ZK Rollup: Use zero-knowledge proof to process the validity of Layer-2 transactions. The proof itself is stored on the chain together with the transaction data, which has optimal security.
Optimistic Rollup: Use fraud proofs to intercept invalid transactions and punish verifiers who allow these fraudulent transactions to pass.
Validium: It chooses to put Layer-2 transaction data off-chain, which has high scalability. It uses zero-knowledge proof to avoid the executor from providing invalid status and reduce the consequences of the executor not disclosing the data.

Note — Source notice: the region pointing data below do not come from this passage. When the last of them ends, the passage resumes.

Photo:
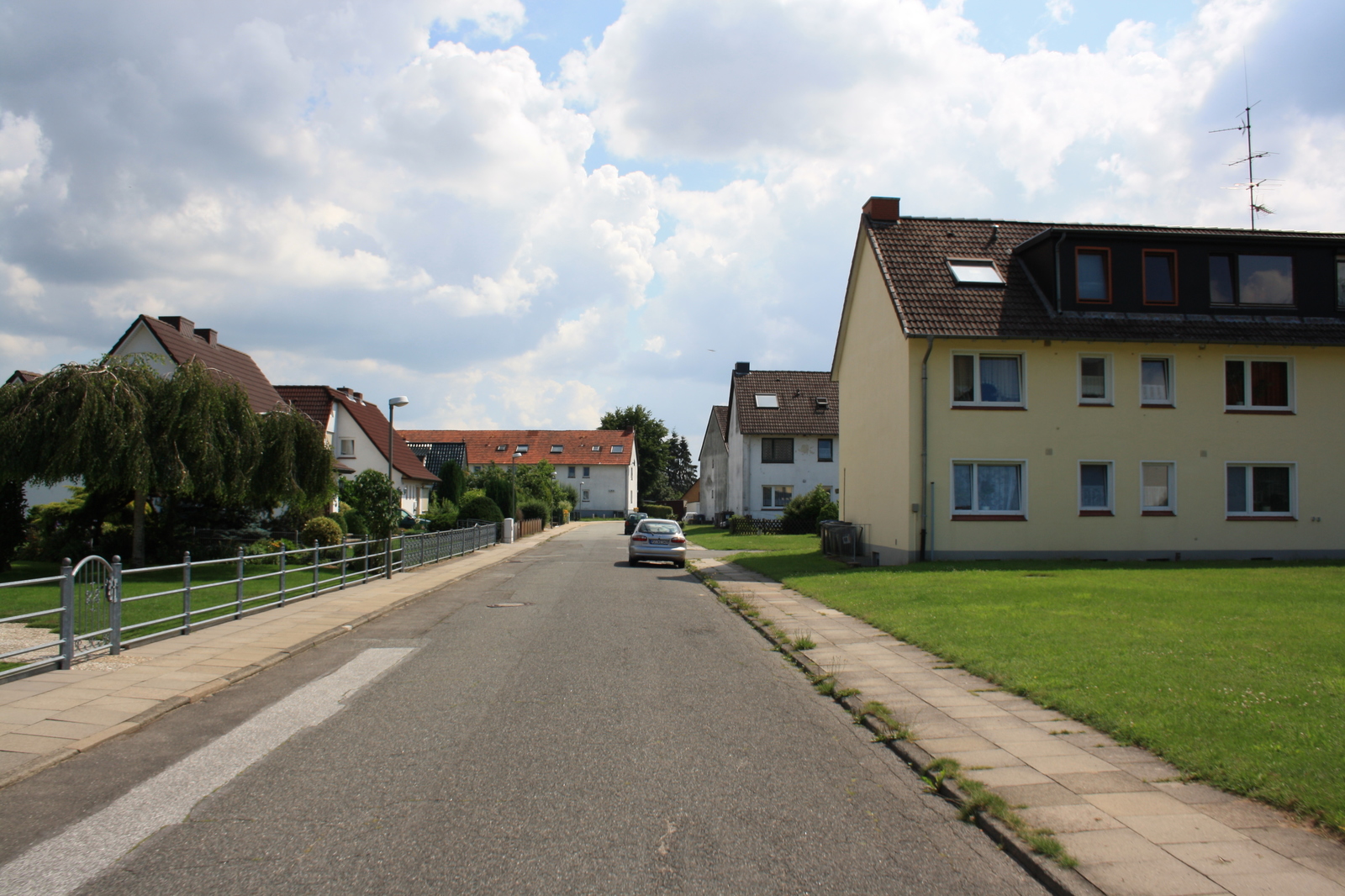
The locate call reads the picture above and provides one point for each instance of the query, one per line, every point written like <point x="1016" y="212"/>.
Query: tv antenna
<point x="1253" y="185"/>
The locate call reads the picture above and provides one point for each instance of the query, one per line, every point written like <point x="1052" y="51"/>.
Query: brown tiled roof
<point x="721" y="417"/>
<point x="182" y="342"/>
<point x="797" y="392"/>
<point x="311" y="401"/>
<point x="912" y="256"/>
<point x="576" y="444"/>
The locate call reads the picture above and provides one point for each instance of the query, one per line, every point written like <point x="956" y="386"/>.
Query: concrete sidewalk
<point x="1121" y="811"/>
<point x="57" y="714"/>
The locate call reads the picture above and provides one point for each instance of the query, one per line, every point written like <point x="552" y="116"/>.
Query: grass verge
<point x="1230" y="670"/>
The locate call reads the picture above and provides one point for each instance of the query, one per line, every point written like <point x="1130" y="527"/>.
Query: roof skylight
<point x="974" y="271"/>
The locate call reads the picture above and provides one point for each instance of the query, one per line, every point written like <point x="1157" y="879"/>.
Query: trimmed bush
<point x="533" y="510"/>
<point x="481" y="509"/>
<point x="443" y="515"/>
<point x="323" y="530"/>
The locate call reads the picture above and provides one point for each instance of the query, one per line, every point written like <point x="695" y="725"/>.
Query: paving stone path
<point x="1121" y="811"/>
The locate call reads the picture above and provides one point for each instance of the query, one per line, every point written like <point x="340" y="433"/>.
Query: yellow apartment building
<point x="1035" y="390"/>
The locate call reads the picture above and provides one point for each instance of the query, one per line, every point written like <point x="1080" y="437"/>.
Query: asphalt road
<point x="620" y="732"/>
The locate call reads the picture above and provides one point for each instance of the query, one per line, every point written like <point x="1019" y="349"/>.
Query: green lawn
<point x="721" y="540"/>
<point x="1234" y="672"/>
<point x="203" y="600"/>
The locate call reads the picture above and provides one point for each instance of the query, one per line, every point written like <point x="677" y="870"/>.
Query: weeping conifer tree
<point x="123" y="428"/>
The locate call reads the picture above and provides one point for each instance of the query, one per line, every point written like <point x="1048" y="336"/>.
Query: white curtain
<point x="999" y="488"/>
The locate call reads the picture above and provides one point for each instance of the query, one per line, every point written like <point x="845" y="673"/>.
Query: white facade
<point x="750" y="477"/>
<point x="354" y="448"/>
<point x="603" y="488"/>
<point x="715" y="472"/>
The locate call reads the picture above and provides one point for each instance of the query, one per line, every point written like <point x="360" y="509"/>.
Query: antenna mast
<point x="1246" y="127"/>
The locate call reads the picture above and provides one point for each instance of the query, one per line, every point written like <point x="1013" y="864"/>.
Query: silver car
<point x="658" y="540"/>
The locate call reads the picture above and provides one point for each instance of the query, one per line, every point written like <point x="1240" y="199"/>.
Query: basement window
<point x="974" y="271"/>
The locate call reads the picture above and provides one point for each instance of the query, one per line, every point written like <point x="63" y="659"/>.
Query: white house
<point x="599" y="463"/>
<point x="782" y="440"/>
<point x="356" y="432"/>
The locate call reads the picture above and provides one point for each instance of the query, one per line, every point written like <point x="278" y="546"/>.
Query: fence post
<point x="67" y="615"/>
<point x="186" y="593"/>
<point x="114" y="611"/>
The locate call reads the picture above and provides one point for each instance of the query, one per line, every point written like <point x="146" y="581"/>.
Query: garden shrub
<point x="533" y="510"/>
<point x="323" y="530"/>
<point x="481" y="508"/>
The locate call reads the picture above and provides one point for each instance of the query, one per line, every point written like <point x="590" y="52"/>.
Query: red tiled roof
<point x="182" y="342"/>
<point x="912" y="255"/>
<point x="313" y="403"/>
<point x="576" y="444"/>
<point x="797" y="393"/>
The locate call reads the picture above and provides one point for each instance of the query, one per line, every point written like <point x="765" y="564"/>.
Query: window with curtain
<point x="988" y="488"/>
<point x="1160" y="277"/>
<point x="1156" y="381"/>
<point x="1261" y="490"/>
<point x="1093" y="268"/>
<point x="1257" y="385"/>
<point x="1156" y="485"/>
<point x="778" y="451"/>
<point x="1095" y="488"/>
<point x="1093" y="381"/>
<point x="986" y="380"/>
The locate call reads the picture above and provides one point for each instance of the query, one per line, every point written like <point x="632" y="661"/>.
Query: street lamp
<point x="393" y="403"/>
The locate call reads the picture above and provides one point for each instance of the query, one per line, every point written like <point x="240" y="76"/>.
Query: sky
<point x="526" y="214"/>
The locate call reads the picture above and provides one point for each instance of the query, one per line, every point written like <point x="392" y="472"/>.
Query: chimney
<point x="183" y="326"/>
<point x="883" y="208"/>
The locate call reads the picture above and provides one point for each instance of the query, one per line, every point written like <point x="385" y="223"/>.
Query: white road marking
<point x="64" y="862"/>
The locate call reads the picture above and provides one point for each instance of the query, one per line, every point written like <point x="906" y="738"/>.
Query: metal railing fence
<point x="98" y="607"/>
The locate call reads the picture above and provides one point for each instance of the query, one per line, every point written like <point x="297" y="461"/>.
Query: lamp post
<point x="393" y="403"/>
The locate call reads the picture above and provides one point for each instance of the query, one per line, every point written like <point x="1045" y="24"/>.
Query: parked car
<point x="657" y="540"/>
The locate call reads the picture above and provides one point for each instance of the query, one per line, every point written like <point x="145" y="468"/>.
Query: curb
<point x="1060" y="882"/>
<point x="214" y="685"/>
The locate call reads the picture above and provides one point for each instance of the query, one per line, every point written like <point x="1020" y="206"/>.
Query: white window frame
<point x="1109" y="380"/>
<point x="1172" y="381"/>
<point x="1111" y="488"/>
<point x="1247" y="383"/>
<point x="1170" y="510"/>
<point x="978" y="401"/>
<point x="975" y="488"/>
<point x="1263" y="514"/>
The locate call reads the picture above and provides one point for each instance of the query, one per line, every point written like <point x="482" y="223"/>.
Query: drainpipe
<point x="925" y="441"/>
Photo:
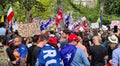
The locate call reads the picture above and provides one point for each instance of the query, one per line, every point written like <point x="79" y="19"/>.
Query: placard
<point x="94" y="25"/>
<point x="29" y="29"/>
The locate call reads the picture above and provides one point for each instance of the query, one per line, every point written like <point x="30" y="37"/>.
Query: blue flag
<point x="50" y="20"/>
<point x="67" y="54"/>
<point x="67" y="20"/>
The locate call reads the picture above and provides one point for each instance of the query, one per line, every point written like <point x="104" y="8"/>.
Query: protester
<point x="48" y="55"/>
<point x="30" y="50"/>
<point x="2" y="30"/>
<point x="113" y="43"/>
<point x="80" y="45"/>
<point x="35" y="53"/>
<point x="97" y="53"/>
<point x="116" y="55"/>
<point x="71" y="55"/>
<point x="17" y="52"/>
<point x="65" y="33"/>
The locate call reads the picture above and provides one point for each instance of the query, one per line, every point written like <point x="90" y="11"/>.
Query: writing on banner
<point x="95" y="25"/>
<point x="29" y="29"/>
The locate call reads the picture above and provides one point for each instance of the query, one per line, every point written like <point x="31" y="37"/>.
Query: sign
<point x="83" y="18"/>
<point x="29" y="29"/>
<point x="95" y="25"/>
<point x="115" y="22"/>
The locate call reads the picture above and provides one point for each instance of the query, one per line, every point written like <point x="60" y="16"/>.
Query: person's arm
<point x="115" y="58"/>
<point x="84" y="59"/>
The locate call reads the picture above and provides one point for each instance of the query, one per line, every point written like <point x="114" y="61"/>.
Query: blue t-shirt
<point x="48" y="56"/>
<point x="23" y="51"/>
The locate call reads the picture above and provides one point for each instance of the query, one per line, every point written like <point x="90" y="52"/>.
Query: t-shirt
<point x="98" y="52"/>
<point x="48" y="56"/>
<point x="2" y="31"/>
<point x="35" y="55"/>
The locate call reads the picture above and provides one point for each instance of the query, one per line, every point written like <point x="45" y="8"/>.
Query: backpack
<point x="4" y="59"/>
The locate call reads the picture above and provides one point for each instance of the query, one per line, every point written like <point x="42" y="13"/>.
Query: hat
<point x="113" y="39"/>
<point x="73" y="37"/>
<point x="52" y="40"/>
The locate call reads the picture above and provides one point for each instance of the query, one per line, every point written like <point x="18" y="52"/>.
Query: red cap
<point x="73" y="37"/>
<point x="52" y="40"/>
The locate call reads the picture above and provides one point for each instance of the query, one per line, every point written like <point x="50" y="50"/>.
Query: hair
<point x="66" y="31"/>
<point x="44" y="37"/>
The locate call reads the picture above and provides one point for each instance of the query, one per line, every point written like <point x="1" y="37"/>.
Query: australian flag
<point x="67" y="20"/>
<point x="67" y="54"/>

In August of this year, dYdX announced that it had reached a cooperation with StarkWare, a blockchain privacy solution provider, to expand its products and integrate its Layer-2 expansion technology into dYdX’s perpetual contract products, which will enable greater improvements in the product, such as Reduce transaction costs by more than 100 times; instant user interface design makes mining transactions do not need to wait, you can keep your own funds; the use of cross margin can greatly improve the efficiency of guarantees; by placing the price oracle machine on Layer-2, There will be more performance index prices and higher leverage. In the future, through the establishment of Layer-2, we hope to provide customers with a better trading experience and better products.
dYdX focuses on becoming one of the largest and most technologically advanced exchanges in the world. dYdX systematically creates a deep infrastructure, intuitive user interface and easy-to-operate user experience, and adopts an international approach to promote customer growth. Based on dYdX’s team and technology, we firmly believe that dYdX will become one of the most potential DEX in the future.
In the future, we can join the growth of dYdX together-this KOL Ambassador Program is limited to 20 places, and the most ambitious and dedicated participants will be selected from the community.
dYdX welcomes professionals and institutions in various blockchain fields to join, especially BTC futures trading and high-leverage community and topic participants. To this end, we provide the following benefits to recruit volunteers to build the community together:
1. No minimum transaction limit;
2. Participants can invite through the personal exclusive invitation link, and receive generous transaction fees and commissions and exclusive discounts for the invitees;
3. All transaction fees and interest are based on transaction behavior, no transaction behavior will result in no expenditure and interest;
4. Payment method monthly settlement, settlement to the bound ETH address in USDC;
In the future, we look forward to more participants’ participation and suggestions to build dYdX together with us. At the same time, we also hope that more benefits will be provided to platform participants.